>On 7/9/07, James Carlson <james.d.carlson at sun.com> wrote:
>> Josh Hurst writes:
>> > On 7/4/07, Peter Memishian <peter.memishian at sun.com> wrote:
>> > >         * 113-143: Please reformat to be 80-column friendly.
>> >
>> > Why? It may be appropriate for the 60' of the last century but today
>> [...]
>>
>> Because the style guide says so:
>>
>>   
>> http://www.opensolaris.org/os/community/documentation/getting_started_docs/cstyle.ms.pdf
>
>That are Sun rules, not Opensolaris rules. It seems archaic today to
>have a 50 year old punch card-style 80-column limit. Computers use
>silicon chips, not vacuum tubes.
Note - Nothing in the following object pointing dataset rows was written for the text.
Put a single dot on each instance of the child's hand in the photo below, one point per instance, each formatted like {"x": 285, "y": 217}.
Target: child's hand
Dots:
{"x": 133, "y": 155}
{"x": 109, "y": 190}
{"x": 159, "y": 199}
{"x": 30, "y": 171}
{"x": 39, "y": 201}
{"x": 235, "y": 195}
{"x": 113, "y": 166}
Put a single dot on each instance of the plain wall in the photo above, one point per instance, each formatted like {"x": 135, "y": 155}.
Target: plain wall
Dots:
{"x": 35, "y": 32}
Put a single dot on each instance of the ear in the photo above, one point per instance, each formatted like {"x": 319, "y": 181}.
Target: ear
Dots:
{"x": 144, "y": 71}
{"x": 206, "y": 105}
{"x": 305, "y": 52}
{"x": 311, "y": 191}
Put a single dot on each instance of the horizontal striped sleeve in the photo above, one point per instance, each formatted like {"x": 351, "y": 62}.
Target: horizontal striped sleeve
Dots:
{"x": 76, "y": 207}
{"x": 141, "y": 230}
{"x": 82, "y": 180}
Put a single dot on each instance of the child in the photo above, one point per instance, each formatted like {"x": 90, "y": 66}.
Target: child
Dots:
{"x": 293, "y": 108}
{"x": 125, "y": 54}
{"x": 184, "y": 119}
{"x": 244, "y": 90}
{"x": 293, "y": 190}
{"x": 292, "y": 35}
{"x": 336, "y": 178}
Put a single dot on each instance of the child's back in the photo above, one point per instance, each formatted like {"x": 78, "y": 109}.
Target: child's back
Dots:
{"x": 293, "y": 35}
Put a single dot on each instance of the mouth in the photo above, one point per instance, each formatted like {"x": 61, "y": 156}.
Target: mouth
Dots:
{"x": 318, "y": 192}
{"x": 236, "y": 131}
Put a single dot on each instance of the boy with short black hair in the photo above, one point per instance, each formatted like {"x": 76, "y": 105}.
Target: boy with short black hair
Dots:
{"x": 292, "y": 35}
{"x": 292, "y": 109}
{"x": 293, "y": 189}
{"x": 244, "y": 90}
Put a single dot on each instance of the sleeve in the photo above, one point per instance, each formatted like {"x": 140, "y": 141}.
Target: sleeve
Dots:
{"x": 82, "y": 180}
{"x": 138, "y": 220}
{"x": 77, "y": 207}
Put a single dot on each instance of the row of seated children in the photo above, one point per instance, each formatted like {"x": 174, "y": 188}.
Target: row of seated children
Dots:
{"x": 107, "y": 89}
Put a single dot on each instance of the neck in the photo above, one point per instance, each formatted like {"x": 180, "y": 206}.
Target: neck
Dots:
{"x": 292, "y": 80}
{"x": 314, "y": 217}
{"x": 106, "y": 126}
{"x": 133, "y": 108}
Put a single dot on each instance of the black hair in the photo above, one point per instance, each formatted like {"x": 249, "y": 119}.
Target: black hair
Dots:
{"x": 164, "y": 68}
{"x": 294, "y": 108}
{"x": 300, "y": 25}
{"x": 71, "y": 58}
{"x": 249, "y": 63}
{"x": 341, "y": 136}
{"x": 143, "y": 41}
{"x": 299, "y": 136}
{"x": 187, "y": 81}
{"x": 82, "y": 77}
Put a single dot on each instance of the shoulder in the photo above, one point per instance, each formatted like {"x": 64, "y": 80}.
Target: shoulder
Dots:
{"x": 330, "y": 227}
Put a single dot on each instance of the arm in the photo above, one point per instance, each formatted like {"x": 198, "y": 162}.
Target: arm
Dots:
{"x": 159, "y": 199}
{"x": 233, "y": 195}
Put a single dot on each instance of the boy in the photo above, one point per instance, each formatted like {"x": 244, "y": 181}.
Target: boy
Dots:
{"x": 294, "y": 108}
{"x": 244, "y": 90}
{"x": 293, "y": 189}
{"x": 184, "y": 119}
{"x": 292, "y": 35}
Punch cards have been obsoleted,
>operating systems use more than 640k, disks can hold more than 4GB. I
>think the Slashdot article is right: A 80-column limit is history.

They're the OpenSolaris rules we took from Solaris.

And they are, IMHO, still valid rules; 132 character lines do not add
anything; rather, they annoyingly waste 40% of screen real estate.

Why do you think newspapers are set in colums?  Because we can't read or
follow long lines very well.

80 characters are a good compromise.

Changing to 132 requires *everyone* to change their habits; it limits the
amount of source code people can display on a single screen dramatically
(by 40% and that in many cases means 1 rather than two full width windows 
or 2 instead of 4.

"Archaic" is not a good argument.

It's like proposing to make all lanes on highways 50% wider "because the
width of a horse drawn carriage is an archaic standard".